Sołtys Kolembród Mirosław Szymanek mówi, że śmierć młodego człowieka to ogromna tragedia. - Jesteśmy poruszeni tym, co się stało. Tym bardziej, że los nie oszczędzał tej rodziny. W domu wychowywało się 7 rodzeństwa, bez matki. Ojciec zmarł wcześnie. Razem z nimi mieszka babcia. Chłopak, który zginął był pracowity i rzetelny, otwarty na ludzi - podkreśla.
Wszyscy we wsi wciąż żyją tym, co się wydarzyło. - Na medal zasługuje myśliwy z Białej Podlaskiej, który kiedy prąd poraził chłopaka, był na posesji obok.

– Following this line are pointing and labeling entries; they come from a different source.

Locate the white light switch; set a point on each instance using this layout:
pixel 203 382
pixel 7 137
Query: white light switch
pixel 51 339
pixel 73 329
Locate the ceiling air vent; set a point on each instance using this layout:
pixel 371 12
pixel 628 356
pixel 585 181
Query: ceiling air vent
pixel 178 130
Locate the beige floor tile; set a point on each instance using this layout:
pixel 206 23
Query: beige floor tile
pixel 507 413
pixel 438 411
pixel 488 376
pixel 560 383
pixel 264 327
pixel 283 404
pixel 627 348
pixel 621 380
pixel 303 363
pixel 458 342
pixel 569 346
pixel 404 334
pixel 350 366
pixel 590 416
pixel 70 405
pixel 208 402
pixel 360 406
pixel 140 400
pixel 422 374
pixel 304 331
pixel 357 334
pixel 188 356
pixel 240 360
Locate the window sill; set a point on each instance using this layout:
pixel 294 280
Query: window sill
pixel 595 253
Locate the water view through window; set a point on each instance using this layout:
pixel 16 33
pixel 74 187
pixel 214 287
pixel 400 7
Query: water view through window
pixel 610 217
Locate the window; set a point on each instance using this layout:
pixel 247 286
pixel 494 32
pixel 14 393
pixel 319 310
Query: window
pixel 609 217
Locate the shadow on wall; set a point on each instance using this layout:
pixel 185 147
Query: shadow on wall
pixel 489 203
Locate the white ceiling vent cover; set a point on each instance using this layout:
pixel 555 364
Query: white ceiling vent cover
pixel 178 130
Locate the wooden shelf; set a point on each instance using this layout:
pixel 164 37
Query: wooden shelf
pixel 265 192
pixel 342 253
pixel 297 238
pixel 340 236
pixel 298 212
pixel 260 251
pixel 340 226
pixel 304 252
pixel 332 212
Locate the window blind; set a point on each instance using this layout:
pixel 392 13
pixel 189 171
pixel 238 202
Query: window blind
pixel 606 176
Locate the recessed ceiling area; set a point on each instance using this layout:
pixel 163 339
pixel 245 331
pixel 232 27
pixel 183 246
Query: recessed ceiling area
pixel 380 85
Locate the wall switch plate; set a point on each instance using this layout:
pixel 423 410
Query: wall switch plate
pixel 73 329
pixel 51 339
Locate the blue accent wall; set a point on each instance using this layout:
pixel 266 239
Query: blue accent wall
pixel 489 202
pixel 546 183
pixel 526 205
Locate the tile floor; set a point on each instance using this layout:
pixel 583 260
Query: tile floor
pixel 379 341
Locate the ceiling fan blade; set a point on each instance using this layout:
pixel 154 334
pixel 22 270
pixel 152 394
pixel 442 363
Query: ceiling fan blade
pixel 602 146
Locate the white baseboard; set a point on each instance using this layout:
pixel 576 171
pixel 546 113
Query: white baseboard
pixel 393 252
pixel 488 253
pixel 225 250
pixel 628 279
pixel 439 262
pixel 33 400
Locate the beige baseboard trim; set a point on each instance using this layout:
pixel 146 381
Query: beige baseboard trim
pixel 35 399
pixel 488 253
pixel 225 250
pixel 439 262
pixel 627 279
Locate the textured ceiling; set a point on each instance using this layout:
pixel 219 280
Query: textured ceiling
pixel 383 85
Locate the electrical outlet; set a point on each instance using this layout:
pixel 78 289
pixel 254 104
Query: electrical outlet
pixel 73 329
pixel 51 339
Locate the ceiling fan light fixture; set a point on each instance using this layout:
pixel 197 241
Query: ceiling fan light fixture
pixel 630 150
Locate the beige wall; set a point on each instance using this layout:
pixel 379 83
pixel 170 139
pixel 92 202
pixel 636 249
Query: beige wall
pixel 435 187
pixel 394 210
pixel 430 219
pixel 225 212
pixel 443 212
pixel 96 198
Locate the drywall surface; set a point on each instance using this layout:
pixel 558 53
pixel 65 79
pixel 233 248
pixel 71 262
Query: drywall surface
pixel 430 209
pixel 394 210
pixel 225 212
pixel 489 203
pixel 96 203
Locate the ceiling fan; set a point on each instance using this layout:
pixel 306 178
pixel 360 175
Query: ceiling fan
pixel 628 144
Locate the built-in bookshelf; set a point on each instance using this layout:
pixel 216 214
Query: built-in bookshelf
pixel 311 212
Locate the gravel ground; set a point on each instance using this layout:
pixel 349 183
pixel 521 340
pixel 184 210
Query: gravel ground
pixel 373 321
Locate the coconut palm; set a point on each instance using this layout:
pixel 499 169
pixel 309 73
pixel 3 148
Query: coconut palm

To on przez 10 minut go reanimował. Niestety nie udało się - dodaje z żalem sołtys. Rodzina tragicznie zmarłego nie chce się wypowiadać. – Jest za wcześnie na komentarze, nie jesteśmy w stanie jeszcze o tym mówić – stwierdza załamana babcia chłopca. (...)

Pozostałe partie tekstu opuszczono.